Do not underdose. Ensure each animal receives a complete dose based on a current body weight. Underdosing may result in ineffective treatment, and encourage the development of parasite resistance.

ADMINISTRATION

Noromectin Plus (ivermectin and clorsulon) Injection is to be given subcutaneously only. Animals should be appropriately restrained to achieve the proper route of administration. Use of a 16-gauge, 1/2″ to 3/4″ sterile needle is recommended. Inject the solution subcutaneously (under the skin) behind the shoulder (see illustration).

Any single-dose syringe or standard automatic syringe equipment may be used with the 50 mL or 100 mL pack size. When using the 250 mL, 500 mL or 1000 mL pack size, use only automatic syringe equipment.

Use sterile equipment and sanitize the injection site by applying a suitable disinfectant. Clean, properly disinfected needles should be used to reduce the potential for injection site infections.

No special handling or protective clothing is necessary.

The viscosity of the product increases in cool temperatures.

Administering Noromectin Plus at temperatures of 41°F (5°C) or below may be difficult. Users can make dosing easier by warming both the product and injection equipment to about 59°F (15°C).

ANIMAL SAFETY

In breeding animals (bulls and cows), ivermectin and clorsulon used at the recommended level had no effect on breeding performance.

WARNING

NOT FOR USE IN HUMANS.

Keep this and all drugs out of the reach of children.
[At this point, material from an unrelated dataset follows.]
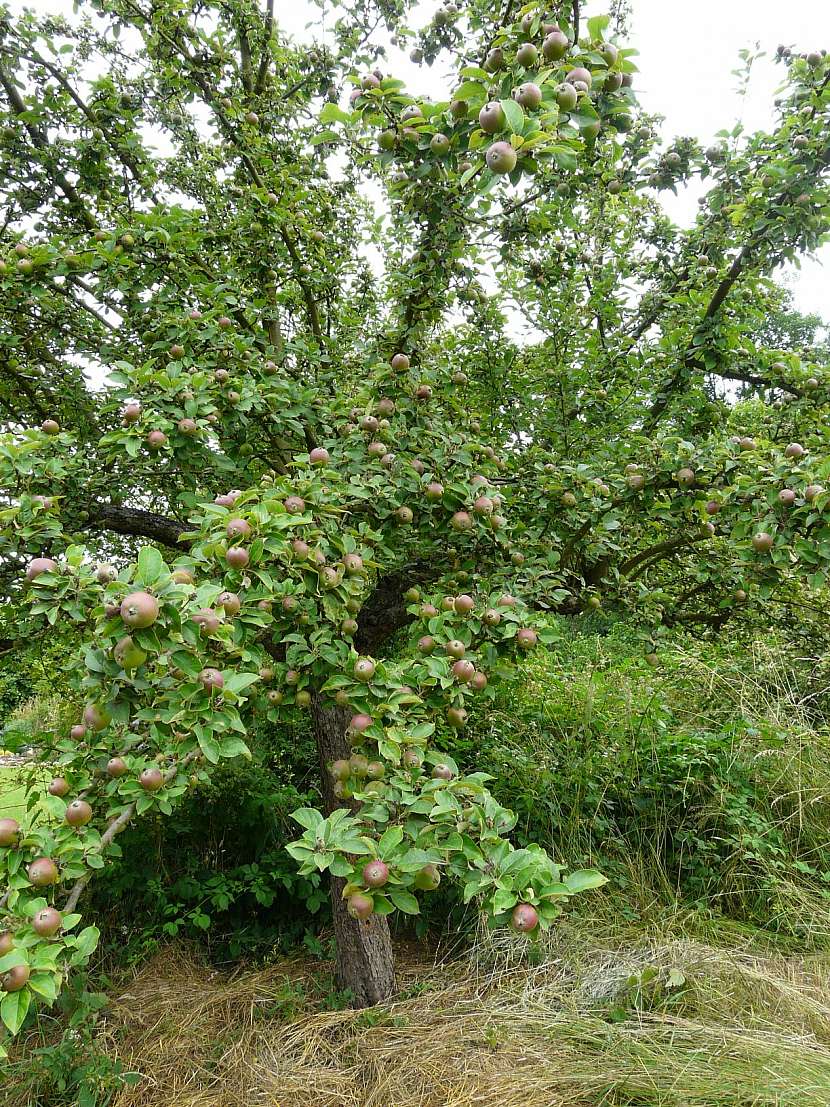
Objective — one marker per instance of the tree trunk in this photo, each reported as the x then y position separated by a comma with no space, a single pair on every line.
365,964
The Safety Data Sheet (SDS) contains more detailed occupational safety information. To report suspected adverse drug events, for technical assistance or to obtain a copy of the SDS, contact Norbrook Inc. at 1-866-5777. For additional information about adverse drug experience reporting for animal drugs, contact FDA at 1-888-FDA-VETS or http://www.fda.gov/reportanimalae.

RESIDUE WARNINGS: Do not treat cattle within 21 days of slaughter. Because a withdrawal time in milk has not been established, do not use in female dairy cattle of breeding age. A withdrawal period has not been established for this product in pre-ruminating calves. Do not use in calves to be processed for veal.

PRECAUTIONS

Transitory discomfort has been observed in some cattle following subcutaneous administration. Soft-tissue swelling at the injection site has also been observed. These reactions have disappeared without treatment. Divide doses greater than 10 mL between two injection sites to reduce occasional discomfort or site reaction. Different injection sites should be used for other parenteral products.

Noromectin Plus Injection has been developed specifically for use in cattle only. This product should not be used in other animal species as severe adverse reactions, including fatalities in dogs, may result.

For subcutaneous injection in cattle only.

This product is not for intravenous or intramuscular use.